La atmósfera es densa, gelatinosa, pero diáfana, y los ojos la traspasan con flechas que hienden el aire. Mientras el cura runrunea sus latines que Pedro, el chivato, contesta torpemente, las miradas se cruzan, chocan y se comunican por encima del altar y de los guardianes, taladrando el espeso silencio. La vida afluye tumultuosamente a los ojos de los prisioneros y desde allí dispara sus preguntas y recoge las respuestas, grita sus temores y sus esperanzas y escucha el clamor de los sentimientos que agitan a los demás. Son todos aquellos seres vasos comunicantes por los que discurre, en circuito cerrado, la misma corriente emocional. Todos esperan lo mismo. Todos piensan unánimemente. Todos sufren idéntica ansiedad. La única diferencia consiste en que la mirada de los condenados a muerte es más apremiante y angustiosa, en unos, y más indiferente o altiva, en otros. Sin embargo, se establece entre todos los reclusos, hombres y mujeres, una perfecta comunión y un recíproco conocimiento que ningún lenguaje sería capaz de expresar. Por supuesto, la ceremonia religiosa que oficia el sebáceo don Germán no atrae en ningún momento su atención. Si no fuese porque la corneta estride de cuando en cuando para ordenar los movimientos de los asistentes, la misa pasaría absolutamente inadvertida para ellos, hasta que el sacerdote interrumpe su bisbiseo, su abrir y cerrar los brazos, su ir y venir de un extremo al otro del altar, para dirigirles la acostumbrada plática dominical, no con palabras del Evangelio, sino en el lenguaje vindicativo del odio.
Don Germán, tras el hipócrita saludo de queridos hermanos, glosa la carta congratulatoria del cardenal Gomá al Generalísimo Franco a raíz de su triunfo militar, en la que el primado de la Iglesia española se echa a los pies del general victorioso, llamándole instrumento de la divina providencia, proclamando su adhesión incondicional y la de sus sacerdotes a la causa representada por su espada y su derecho, por lo tanto, a participar de su gracia en estos momentos de triunfo definitivo sobre la otra media España. El cardenal Gomá bendice a Franco y a los suyos y hace votos porque el buen Dios que tan visiblemente lo ha conducido desde el comienzo de la guerra le guíe para levantar en los días de la paz la obra de la España cristiana, próspera y gloriosa que todos anhelamos.

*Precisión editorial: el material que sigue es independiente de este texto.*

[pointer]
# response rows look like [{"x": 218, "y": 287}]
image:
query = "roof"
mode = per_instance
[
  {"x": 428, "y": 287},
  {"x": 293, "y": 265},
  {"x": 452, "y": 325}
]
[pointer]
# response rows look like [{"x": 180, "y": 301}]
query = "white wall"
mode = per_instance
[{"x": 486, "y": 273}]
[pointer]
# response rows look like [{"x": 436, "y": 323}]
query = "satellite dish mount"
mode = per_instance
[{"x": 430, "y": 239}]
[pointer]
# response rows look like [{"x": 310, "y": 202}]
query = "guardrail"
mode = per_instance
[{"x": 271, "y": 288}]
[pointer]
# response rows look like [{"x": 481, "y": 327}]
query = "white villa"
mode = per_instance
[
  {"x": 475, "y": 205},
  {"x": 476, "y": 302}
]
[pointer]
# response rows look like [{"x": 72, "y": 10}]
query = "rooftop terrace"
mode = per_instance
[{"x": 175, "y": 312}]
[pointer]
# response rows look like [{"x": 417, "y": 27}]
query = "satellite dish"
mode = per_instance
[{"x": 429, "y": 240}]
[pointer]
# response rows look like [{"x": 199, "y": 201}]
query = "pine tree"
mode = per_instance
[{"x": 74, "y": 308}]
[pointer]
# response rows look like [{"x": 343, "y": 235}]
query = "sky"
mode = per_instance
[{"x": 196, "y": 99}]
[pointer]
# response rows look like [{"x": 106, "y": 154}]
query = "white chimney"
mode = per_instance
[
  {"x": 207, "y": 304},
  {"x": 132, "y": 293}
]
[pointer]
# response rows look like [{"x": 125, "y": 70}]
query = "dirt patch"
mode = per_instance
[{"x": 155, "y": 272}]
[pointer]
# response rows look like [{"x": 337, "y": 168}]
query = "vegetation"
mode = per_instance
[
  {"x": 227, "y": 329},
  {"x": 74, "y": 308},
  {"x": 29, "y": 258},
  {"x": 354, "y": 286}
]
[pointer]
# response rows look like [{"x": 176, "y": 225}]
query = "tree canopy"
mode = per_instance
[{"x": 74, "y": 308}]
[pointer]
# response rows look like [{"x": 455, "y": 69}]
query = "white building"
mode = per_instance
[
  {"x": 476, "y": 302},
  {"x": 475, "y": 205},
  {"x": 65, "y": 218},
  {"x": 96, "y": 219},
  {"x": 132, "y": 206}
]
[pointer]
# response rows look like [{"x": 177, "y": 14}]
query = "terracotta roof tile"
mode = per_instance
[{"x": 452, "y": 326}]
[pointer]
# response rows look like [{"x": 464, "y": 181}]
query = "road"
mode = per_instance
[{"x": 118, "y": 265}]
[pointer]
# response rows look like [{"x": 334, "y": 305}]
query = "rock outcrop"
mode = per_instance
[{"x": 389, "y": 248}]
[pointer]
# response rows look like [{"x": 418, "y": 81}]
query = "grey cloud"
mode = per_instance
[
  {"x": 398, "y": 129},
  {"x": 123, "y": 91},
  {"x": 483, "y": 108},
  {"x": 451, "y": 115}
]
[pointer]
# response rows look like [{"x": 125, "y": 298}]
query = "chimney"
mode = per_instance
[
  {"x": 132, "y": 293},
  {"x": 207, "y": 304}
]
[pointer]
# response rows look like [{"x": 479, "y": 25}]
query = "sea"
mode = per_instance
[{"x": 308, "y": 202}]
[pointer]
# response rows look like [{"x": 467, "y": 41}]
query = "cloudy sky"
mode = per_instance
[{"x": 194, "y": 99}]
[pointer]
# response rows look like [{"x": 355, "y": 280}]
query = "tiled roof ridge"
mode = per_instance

—¿Qué podría añadir yo, pobre de mí —sigue diciendo don Germán—, después de las luminosas palabras del gran cardenal de España, inspiradas por Dios? —Hace una pausa y prosigue—: Así, pues, el aire que respiráis, la luz que os ilumina, el cielo que os cubre, la tierra donde posáis vuestros pies, la ropa que cubre vuestras carnes, la comida que alimenta vuestro cuerpo, el agua que calma vuestra sed, y todo lo demás: campos, montes, ríos, ciudades y pueblos de esta sagrada tierra española, son de Franco, dones que Dios ha concedido a Franco y que todos, nosotros y vosotros, vuestros hijos y los hijos de vuestros hijos y todas las generaciones que nos sucedan, deberemos agradecer al gran hombre elegido por Dios para salvar a nuestra patria de los criminales masones y marxistas vendidos al extranjero, enemigos de Dios y secuaces del Anticristo.